Chestatee High School plans to develop a program called Renaissance Academy for Creative Enterprises. It would allow students to take college courses at the high school through a cohort set up by North Georgia College & State University in Dahlonega.
"They said the goal is that students will complete their freshman year of college by the time they graduate high school," Krisel said.
The program would be inquiry based and focus on technology. The school will begin accepting applications in February.
At West Hall High School, school leaders hope to create a program called the Innovation Institute. According to the proposal, students would continue to learn holistically, just as they did at Da Vinci Academy. The five classes would be taught by gifted-endorsed teachers, who plan to visit Da Vinci for inspiration this year.
Another component of the program is a plan for an Innovation Research Facility, which will be housed inside the school, Krisel said. The room will be outfitted with iPads, state of the art software and research material such as science probes.

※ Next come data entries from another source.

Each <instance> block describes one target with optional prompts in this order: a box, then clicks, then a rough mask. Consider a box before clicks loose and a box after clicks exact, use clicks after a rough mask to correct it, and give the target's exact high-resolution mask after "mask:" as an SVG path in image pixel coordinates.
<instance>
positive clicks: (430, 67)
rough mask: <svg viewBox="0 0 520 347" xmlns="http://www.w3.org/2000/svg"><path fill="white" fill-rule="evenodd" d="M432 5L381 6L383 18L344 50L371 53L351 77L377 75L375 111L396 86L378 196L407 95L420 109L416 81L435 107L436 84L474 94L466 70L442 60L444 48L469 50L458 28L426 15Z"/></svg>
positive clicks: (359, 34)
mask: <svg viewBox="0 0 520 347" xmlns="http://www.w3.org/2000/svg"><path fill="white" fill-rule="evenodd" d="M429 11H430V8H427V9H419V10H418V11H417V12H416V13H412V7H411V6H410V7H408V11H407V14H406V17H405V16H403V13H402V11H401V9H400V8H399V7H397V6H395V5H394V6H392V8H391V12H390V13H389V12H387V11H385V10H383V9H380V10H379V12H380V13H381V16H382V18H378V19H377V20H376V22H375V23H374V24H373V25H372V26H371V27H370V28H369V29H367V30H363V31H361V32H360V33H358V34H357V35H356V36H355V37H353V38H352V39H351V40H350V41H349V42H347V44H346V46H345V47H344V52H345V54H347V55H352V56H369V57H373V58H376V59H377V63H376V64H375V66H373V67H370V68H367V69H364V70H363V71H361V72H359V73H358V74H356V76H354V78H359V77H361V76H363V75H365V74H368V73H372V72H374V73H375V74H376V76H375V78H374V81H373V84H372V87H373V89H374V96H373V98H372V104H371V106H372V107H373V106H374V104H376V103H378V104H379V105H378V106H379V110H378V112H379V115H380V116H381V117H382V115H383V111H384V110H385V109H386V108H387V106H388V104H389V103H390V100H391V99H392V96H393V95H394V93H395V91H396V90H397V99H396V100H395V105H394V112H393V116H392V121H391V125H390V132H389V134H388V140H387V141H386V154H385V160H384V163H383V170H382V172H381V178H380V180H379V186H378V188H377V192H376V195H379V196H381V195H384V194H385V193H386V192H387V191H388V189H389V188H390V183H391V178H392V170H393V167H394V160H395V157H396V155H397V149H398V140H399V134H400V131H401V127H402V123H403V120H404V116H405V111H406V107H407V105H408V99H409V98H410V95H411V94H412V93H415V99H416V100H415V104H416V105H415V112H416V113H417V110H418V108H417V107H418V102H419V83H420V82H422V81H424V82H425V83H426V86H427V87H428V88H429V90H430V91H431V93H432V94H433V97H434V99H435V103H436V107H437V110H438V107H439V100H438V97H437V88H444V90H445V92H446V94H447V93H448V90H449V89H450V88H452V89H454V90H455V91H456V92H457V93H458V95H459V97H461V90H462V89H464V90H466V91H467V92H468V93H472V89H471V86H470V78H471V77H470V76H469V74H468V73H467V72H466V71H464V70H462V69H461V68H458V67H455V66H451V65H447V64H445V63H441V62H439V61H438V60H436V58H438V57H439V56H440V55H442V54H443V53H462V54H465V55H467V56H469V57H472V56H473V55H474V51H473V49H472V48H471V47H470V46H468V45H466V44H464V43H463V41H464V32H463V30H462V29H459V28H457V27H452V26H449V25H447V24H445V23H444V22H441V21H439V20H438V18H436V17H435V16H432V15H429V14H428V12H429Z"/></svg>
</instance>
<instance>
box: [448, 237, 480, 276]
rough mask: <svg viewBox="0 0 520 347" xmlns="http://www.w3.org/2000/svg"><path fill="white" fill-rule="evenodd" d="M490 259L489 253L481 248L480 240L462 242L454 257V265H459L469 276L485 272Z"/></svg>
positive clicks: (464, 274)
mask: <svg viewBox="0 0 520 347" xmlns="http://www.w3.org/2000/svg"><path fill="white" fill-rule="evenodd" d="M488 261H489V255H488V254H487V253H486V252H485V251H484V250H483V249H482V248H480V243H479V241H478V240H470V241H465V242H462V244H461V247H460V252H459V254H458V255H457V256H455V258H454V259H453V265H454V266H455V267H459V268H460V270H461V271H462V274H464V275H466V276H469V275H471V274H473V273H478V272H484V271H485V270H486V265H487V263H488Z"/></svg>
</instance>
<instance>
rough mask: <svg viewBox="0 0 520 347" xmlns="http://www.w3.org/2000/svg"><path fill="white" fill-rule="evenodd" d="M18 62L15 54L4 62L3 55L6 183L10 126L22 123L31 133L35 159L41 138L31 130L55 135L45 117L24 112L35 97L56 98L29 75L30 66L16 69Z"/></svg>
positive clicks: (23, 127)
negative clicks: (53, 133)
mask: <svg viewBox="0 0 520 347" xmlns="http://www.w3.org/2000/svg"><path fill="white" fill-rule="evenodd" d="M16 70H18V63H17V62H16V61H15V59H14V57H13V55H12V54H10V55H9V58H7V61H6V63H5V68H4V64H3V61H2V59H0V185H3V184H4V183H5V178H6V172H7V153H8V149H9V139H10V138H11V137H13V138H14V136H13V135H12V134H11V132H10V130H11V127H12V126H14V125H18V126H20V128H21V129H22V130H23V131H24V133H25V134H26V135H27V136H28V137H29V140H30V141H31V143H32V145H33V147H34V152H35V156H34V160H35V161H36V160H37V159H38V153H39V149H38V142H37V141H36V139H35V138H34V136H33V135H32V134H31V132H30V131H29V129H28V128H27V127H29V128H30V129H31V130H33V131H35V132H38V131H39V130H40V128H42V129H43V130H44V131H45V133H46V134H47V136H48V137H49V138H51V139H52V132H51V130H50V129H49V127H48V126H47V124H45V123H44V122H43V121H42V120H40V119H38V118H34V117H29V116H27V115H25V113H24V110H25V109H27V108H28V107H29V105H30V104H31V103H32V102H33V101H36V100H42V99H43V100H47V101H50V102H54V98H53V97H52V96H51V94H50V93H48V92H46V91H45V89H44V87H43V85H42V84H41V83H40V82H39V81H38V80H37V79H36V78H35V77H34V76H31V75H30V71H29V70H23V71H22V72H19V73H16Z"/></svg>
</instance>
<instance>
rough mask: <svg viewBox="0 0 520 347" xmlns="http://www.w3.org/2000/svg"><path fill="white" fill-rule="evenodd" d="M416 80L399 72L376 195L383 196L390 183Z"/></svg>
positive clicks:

Krisel said funds already were secured for the facility, and it will be available to all West Hall students.
The program will begin in the fall for about 25 freshman.
Johnson High School also made a proposal to the board to expand an already existing program. Last year, the school developed the International Scholars Academy. The proposal was to include a Da Vinci cohort, Krisel said.
The program at Johnson gives students an "international experience," Carter said. The curriculum last year was based on five regions of the world. If the focus was Africa, for example, student may learn about African authors in an English class or the history of the region in a world history class, he said.
He explained that the lessons prepare students for a world studies track or the International Baccalaureate program by their junior year.
The Da Vinci program encouraged school leaders to engage students in a new way, Carter said.
"Before, high schools said this is what we've got and here's where you fit. But now students want to know What do you have to offer?'" Jason Carter, assistant principal of Johnson High School, said. "There's a demand for different pathways for students who want rigorous coursework to get them prepared for college at an early age."
The programs may have been inspired by Da Vinci and schools of choice in the district, but Krisel said anyone is free to apply.
She adds that each of the programs are expected to be implemented with little to no cost.
"It's not our intent to put in programs that depend on a high infusion of cash," she said.
Schofield said he was impressed by the solutions the school leaders presented.
"I haven't seen anything tonight that would be a deal breaker," he said, before the board unanimously approved the programs.
Krisel said school leaders hope their entire schools, and others across the district, will benefit from the new programs.
"They hope it will serve as a catalyst for innovative learning for all students," she said.